De acordo com a assessoria de imprensa da concessionária, clientes de serviços de cobrança automática – em veículos de passeio – terão descontos nas tarifas, e pagarão R$ 6,84 (Araraquara) e R$ 4,18 (Barra).
Com o início dos pedágios, apenas a SP-304 segue “gratuita” para os motoristas na região. A SP-225, já concedida à Centrovias, tem pedágios nos trajetos até Bauru e até Brotas. Agora, a SP-255, concedida à ViaPaulista, iniciará as cobranças.
Usuários da rodovia se preparam para uma reação em cadeia, a começar pelos motoristas de vans que conduzem estudantes a Jaú e a Araraquara todos os dias. A van que faz a viagem Jaú-Barra todos os dias custa em média R$ 280/mês, e a previsão é a de que o valor suba antes mesmo do início do ano letivo. A revisão das passagens de ônibus poderá ser feita assim que a cobrança começar, levando em conta a taxa média de ocupação da linha, segundo a assessoria de imprensa da Agência Reguladora de Serviços Públicos Delegados de Transporte (Artesp).

Duplicação

Concedida em junho de 2017 à empresa do grupo Arteris, por R$ 1,2 bilhão, a chamada Rodovia dos Calçados liga Franca a Itaporanga, na divisa com o Paraná, passando pelo trecho Jaú-Barra, um dos mais movimentados da SP-255. Entre os projetos da concessionária está a duplicação da via. 

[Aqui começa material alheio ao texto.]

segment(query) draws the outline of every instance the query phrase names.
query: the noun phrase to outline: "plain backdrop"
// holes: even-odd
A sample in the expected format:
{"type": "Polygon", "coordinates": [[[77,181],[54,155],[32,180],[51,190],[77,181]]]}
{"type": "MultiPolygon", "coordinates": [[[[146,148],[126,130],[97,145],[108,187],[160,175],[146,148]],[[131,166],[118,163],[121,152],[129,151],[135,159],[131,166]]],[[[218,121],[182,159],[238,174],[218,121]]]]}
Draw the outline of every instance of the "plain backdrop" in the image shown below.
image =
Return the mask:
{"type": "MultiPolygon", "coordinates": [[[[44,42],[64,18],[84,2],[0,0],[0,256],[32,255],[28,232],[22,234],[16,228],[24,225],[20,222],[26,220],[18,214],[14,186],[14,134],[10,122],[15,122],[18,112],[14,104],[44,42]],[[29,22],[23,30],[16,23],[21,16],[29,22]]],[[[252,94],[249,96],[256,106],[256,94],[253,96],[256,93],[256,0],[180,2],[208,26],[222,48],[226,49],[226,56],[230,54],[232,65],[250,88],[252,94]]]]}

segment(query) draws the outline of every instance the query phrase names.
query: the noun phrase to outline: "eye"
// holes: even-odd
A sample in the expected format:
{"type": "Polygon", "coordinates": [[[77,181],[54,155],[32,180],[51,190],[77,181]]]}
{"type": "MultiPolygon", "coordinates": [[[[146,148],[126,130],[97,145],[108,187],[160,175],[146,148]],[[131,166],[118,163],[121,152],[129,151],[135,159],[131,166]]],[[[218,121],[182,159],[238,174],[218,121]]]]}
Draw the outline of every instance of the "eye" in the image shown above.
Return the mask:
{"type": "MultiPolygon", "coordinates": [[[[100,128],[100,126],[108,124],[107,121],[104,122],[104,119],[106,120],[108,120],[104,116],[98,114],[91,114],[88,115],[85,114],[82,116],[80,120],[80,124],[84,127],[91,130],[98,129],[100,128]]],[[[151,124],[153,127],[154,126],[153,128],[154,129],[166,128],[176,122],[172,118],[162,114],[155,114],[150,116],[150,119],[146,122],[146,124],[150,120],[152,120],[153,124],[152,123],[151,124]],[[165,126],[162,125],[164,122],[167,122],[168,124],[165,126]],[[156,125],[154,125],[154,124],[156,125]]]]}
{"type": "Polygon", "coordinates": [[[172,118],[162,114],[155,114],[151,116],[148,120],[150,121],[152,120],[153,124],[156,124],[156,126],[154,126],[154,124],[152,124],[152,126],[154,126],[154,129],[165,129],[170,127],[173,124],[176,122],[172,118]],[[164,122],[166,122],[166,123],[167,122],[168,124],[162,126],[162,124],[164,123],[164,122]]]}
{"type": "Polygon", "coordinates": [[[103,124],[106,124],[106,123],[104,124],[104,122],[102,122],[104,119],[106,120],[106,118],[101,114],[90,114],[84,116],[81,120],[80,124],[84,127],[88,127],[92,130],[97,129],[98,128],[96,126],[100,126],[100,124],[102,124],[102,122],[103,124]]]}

Em visita a Jaú em setembro do ano passado, o então candidato a governador João Doria (PSDB) defendeu o sistema de cobrança Ponto a Ponto, que cobra por quilômetro rodado. “Não faz sentido que alguém entre em uma rodovia que tem 100 quilômetros de extensão, percorra 10 quilômetros e pague por 100. Ela pagará a tarifa ponto a ponto”, afirmou ao Comércio na ocasião.